Раненый захрипел. Максим, пытаясь остановить кровотечение из второго пулевого отверстия, узнал его – какой-то кутила-чиновник из телевизора, владелец спортивных клубов и компаний, вот только фамилия не всплывала, пряталась в многослойном иле памяти. Максим особо и не упорствовал. Какая к чертям разница – Чичиков или Рябцев? Несколько пуль, сыграв невидимые роли в скоротечном эпилоге под названием «Покушение», предварили тягомотину дальнейших событий. Покушения, в большинстве своём, красочны лишь в кино, реконструкциях криминальных событий и книгах. Их смакуют и выпячивают, подавая с различных ракурсов или от лица нескольких героев, нередко, самого убийцы. В реальности же для случайного свидетеля всё сводится к грохоту взрыва или хлопку выстрела, дымящейся машине на мостовой или телу на тротуаре, стонам, растекающейся крови, гомону зевак и ожиданию помощи. В большинстве случаев – именно к этому. А дальше – работа следствия: бумажная волокита, допрос свидетелей, серпантин телефонных звонков и оперативных совещаний. Поиск убийцы, которого режиссёры или писатели с радостью наделили бы сверхчеловеческой силой, напористостью и, если быть откровенным, тупостью, заставив атаковать бронированную машину жертвы на двухъярусном МКАДе. Или преследовать цель в лабиринте торгового центра, гнаться с непоколебимым лицом, в чёрных очках, в чёрном костюме, с чёрным пистолетом с глушителем, готовым легко и элегантно устранить десяток случайных свидетелей.
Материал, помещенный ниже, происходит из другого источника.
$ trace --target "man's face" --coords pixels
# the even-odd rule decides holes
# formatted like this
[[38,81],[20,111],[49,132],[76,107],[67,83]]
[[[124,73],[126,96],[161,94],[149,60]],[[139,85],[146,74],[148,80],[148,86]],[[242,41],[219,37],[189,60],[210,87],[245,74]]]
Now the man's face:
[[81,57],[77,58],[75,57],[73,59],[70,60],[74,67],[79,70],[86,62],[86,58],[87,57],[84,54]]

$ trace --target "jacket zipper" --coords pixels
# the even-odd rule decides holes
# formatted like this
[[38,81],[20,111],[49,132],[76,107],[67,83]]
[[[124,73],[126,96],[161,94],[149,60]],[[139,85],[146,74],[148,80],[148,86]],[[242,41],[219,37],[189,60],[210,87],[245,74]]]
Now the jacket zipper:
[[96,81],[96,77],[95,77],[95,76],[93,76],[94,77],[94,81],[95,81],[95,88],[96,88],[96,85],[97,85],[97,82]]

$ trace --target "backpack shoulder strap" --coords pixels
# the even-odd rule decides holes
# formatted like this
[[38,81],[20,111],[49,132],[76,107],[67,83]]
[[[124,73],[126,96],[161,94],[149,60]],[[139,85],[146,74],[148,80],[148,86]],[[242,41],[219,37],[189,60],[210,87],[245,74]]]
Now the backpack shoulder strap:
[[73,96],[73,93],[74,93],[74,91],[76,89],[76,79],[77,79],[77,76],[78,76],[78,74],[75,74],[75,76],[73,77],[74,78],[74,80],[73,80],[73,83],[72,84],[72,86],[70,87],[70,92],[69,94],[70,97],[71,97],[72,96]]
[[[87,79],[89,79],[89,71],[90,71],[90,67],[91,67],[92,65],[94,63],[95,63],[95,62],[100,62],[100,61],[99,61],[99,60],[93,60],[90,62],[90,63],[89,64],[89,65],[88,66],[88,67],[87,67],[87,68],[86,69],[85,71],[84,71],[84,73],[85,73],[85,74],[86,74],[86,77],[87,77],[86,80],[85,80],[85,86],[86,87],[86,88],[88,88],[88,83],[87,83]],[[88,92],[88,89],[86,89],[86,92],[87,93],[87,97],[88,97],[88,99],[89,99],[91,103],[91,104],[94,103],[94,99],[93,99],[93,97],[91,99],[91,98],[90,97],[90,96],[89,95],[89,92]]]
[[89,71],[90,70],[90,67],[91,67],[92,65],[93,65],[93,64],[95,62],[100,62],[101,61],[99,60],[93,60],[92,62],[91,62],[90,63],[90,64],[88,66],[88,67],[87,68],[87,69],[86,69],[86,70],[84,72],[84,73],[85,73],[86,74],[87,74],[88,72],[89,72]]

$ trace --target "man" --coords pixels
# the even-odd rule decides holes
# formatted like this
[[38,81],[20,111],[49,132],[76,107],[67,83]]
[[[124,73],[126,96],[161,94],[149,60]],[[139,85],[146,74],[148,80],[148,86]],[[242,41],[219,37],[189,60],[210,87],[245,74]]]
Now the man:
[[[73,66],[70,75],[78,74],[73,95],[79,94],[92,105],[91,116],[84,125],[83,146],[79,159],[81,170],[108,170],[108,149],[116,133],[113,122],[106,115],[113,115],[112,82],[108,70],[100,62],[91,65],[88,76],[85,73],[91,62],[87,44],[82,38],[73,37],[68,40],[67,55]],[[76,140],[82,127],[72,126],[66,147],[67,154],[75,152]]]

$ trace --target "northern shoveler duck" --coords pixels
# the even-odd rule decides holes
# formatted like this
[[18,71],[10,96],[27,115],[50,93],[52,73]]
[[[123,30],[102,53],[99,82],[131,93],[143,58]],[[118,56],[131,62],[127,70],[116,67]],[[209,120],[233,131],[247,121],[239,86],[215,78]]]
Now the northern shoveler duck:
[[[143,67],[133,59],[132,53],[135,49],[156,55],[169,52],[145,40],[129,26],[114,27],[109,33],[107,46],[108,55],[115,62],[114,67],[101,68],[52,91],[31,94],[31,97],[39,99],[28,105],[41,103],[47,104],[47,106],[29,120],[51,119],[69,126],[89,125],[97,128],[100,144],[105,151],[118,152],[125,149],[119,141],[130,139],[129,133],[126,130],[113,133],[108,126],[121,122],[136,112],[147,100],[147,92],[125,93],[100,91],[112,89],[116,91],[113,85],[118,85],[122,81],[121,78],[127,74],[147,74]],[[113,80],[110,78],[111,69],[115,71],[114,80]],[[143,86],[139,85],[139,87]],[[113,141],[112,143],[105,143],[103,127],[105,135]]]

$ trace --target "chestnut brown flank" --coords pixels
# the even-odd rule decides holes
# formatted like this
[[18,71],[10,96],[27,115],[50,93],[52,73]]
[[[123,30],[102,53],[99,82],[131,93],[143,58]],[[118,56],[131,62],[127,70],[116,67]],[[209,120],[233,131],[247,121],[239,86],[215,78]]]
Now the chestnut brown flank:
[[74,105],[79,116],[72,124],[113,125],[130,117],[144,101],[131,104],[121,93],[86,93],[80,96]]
– Если ему станет трудно дышать, приоткройте, чтобы вышел воздух.

– Хорошо, – сказал парень с участливым лицом, прижимая к ране импровизированный тампон из марли и обрывков полиэтиленового пакета. Дыхание помощника обдавало Максима колющими прикосновениями. Нагретая плитка пахла как мятный отвар. От крови тянуло пульсацией сердца.

Раненый схватил Максима за руку, на удивление сильно и решительно для человека, в которого всадили две пули.

– Я только… хотел… только…

– Тише. Берегите силы. Не двигайтесь.

6Мауриц Корнелис Эшер – нидерландский художник-график. Известен, прежде всего, своими концептуальными литографиями, гравюрами на дереве и металле, в которых он мастерски исследовал пластические аспекты понятий бесконечности и симметрии, а также особенности психологического восприятия сложных трёхмерных объектов.